Let's write $L^{-1}=[y_1\:\cdots\:y_n],$ where each $y_k$ is an $n\times 1$ matrix.
Now, by definition, $LL^{-1}=I=[e_1\:\cdots\:e_n],$ where $e_k$ is the $n\times 1$ matrix with a $1$ in the $k$th row and $0$s everywhere else. Observe, though, that $LL^{-1}=L[y_1\:\cdots\:y_n]=[Ly_1\:\cdots\: Ly_n],$ so $Ly_k=e_k\qquad(1\leq k\leq n)$
By the proposition, since $e_k$ has only $0$s above the $k$th row and $L$ is lower triangular and $Ly_k=e_k$, then $y_k$ has only $0$s above the $k$th row. This is true for all $1\leq k\leq n$, so since $L^{-1}=[y_1\:\cdots\:y_n],$ then $L^{-1}$ is lower triangular, too.
$********$
Here's an alternative (but related) approach.
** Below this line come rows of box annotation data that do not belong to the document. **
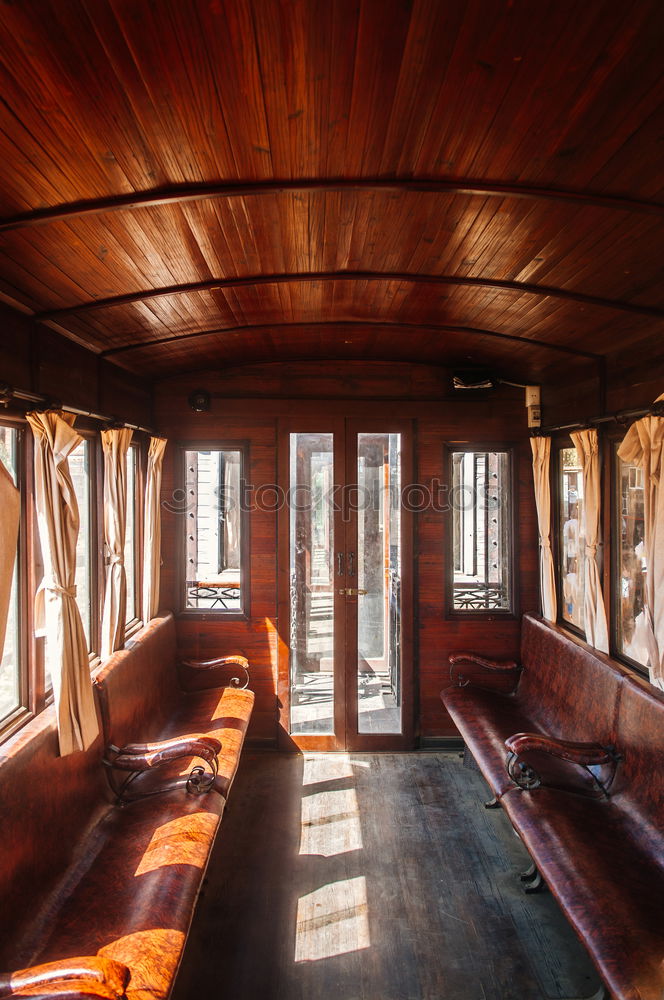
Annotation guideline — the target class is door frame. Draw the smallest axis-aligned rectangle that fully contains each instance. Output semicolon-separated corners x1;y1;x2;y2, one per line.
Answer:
277;407;415;751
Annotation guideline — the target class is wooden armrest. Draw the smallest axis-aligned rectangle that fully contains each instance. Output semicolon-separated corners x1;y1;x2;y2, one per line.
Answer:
505;733;622;799
180;655;249;690
0;955;130;1000
106;736;221;771
449;652;521;687
182;656;249;670
449;653;521;672
505;733;615;767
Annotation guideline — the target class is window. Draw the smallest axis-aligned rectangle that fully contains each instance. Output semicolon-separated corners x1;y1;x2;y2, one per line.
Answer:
612;446;649;667
184;448;247;614
558;448;585;629
0;426;21;722
69;440;97;650
124;444;141;625
449;449;513;613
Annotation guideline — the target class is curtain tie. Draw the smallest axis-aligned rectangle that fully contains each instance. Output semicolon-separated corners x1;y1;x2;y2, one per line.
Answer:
44;583;76;598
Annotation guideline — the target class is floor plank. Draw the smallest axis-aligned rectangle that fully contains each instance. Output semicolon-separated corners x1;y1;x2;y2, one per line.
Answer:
173;751;599;1000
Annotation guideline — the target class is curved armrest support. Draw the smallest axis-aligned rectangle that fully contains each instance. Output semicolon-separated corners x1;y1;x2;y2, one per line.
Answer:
180;656;249;690
0;955;130;1000
104;736;221;804
109;736;221;771
449;653;521;687
505;733;622;798
505;733;616;767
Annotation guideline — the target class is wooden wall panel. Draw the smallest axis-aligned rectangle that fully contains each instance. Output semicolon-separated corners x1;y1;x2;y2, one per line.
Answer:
156;364;538;740
416;401;539;739
156;404;277;741
0;303;152;426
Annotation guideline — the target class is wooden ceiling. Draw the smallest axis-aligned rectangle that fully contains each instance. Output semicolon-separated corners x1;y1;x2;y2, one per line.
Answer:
0;0;664;382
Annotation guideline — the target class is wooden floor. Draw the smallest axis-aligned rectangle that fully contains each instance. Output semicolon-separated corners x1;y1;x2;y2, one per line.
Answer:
173;751;599;1000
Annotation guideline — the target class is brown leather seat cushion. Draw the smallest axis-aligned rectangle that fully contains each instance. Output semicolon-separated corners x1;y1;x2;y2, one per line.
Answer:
32;789;225;1000
501;788;664;1000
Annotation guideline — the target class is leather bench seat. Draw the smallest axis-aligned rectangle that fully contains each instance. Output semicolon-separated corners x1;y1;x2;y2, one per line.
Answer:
441;616;664;1000
0;614;254;1000
20;789;225;1000
501;788;664;1000
444;687;608;799
441;615;627;798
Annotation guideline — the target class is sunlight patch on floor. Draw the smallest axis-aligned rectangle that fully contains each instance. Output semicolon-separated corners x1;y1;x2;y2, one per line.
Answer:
295;875;371;962
300;754;362;858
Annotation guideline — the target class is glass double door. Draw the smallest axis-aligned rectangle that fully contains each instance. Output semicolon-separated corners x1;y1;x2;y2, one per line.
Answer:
279;419;413;750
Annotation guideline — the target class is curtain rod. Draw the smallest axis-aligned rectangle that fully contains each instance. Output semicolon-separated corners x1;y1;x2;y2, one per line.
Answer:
0;382;155;437
530;400;664;437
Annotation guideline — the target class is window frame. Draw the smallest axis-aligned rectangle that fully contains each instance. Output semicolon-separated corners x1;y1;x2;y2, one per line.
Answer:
68;427;104;670
605;434;650;681
0;414;29;740
125;439;146;641
551;434;588;642
178;438;251;621
443;441;520;621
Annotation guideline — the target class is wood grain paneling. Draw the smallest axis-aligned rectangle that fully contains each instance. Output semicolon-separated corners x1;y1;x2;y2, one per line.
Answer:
0;0;664;385
156;363;538;740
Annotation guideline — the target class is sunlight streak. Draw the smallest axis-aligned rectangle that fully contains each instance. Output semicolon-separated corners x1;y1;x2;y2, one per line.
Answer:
295;875;371;962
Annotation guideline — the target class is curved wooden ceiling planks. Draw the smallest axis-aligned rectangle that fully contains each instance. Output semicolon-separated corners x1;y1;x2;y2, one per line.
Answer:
0;0;664;375
0;177;664;233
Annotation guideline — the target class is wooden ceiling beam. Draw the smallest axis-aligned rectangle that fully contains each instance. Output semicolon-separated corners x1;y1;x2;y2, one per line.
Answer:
0;178;664;232
100;320;602;361
35;271;664;323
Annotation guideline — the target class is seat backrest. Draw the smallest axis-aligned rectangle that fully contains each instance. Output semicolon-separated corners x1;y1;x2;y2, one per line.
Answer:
95;613;180;746
0;706;105;971
614;675;664;840
519;615;627;743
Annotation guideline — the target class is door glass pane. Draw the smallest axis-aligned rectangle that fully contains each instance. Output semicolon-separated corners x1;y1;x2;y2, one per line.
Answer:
124;447;138;624
558;448;586;629
356;434;401;733
185;448;246;614
69;441;92;650
450;451;512;614
289;434;334;733
616;450;650;667
0;427;21;720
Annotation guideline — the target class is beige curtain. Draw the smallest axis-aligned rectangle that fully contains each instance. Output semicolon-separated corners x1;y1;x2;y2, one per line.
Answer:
570;428;609;653
143;438;166;623
530;437;557;622
27;411;99;756
618;393;664;689
0;461;21;661
101;427;132;658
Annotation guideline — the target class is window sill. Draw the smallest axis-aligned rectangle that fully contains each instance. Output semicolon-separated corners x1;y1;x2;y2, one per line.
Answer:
176;608;249;622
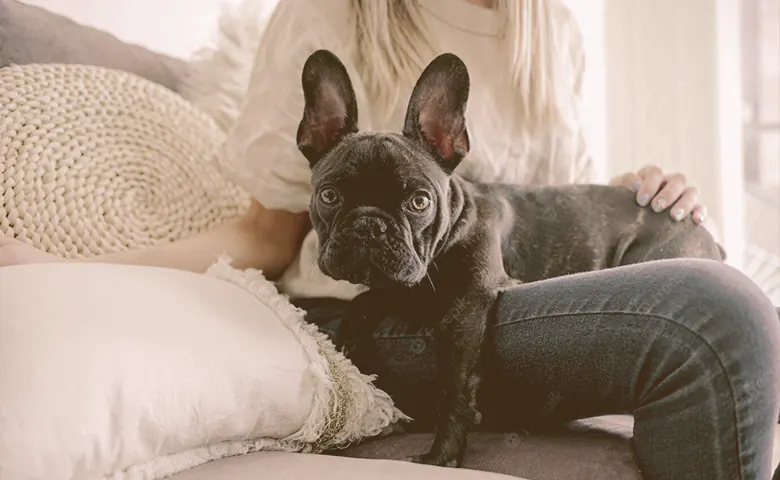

Observe that a lower triangular matrix is nonsingular if and only if it has all nonzero entries on the diagonal. Let's proceed by induction on $n$. The base case ($n=1$) is simple, as all scalars are trivially "lower triangular". Now, let's suppose that all nonsingular $n\times n$ lower triangular matrices have lower triangular inverses, and let $A$ be any nonsingular $(n+1)\times(n+1)$ lower triangular matrix. In block form, then, we have $A=\left[\begin{array}{c|c}L & 0_n\\\hline x^T & \alpha\end{array}\right],$ where $L$ is a nonsingular $n\times n$ lower triangular matrix, $0_n$ is the $n\times 1$ matrix of $0$s, $x$ is some $n\times 1$ matrix, and $\alpha$ is some nonzero scalar. (Can you see why this is true?) Now, in compatible block form, we have $A^{-1}=\left[\begin{array}{c|c}M & b\\\hline y^T & \beta\end{array}\right],$ where $M$ is an $n\times n$ matrix, $b,y$ are $n\times 1$ matrices, and $\beta$ some scalar. Letting $I_n$ and $I_{n+1}$ denote the $n\times n$ and $(n+1)\times(n+1)$ identity matrices, respectively, we have $I_{n+1}=\left[\begin{array}{c|c}I_n & 0_n\\\hline 0_n^T & 1\end{array}\right].$ Hence, $\left[\begin{array}{c|c}I_n & 0_n\\\hline 0_n^T & 1\end{array}\right]=I_{n+1}=A^{-1}A=\left[\begin{array}{c|c}ML+by^T & M0_n+b\alpha\\\hline x^TM+\alpha y^T & y^T0_n+\beta\alpha\end{array}\right]=\left[\begin{array}{c|c}ML+by^T & \alpha b\\\hline x^TM+\alpha y^T & \beta\alpha\end{array}\right].$ Since $\alpha$ is a nonzero scalar and $\alpha b=0_n$, then we must have $b=0_n$. Thus, $A^{-1}=\left[\begin{array}{c|c}M & 0_n\\\hline y^T & \beta\end{array}\right],$ and $\left[\begin{array}{c|c}I_n & 0_n\\\hline 0_n^T & 1\end{array}\right]=\left[\begin{array}{c|c}ML & 0_n\\\hline x^TM+\alpha y^T & \beta\alpha\end{array}\right].$ Since $ML=I_n$, then $M=L^{-1}$, and by inductive hypothesis, we have that $M$ is then lower triangular. Therefore, $A^{-1}=\left[\begin{array}{c|c}M & 0_n\\\hline y^T & \beta\end{array}\right]$ is lower triangular, too, as desired.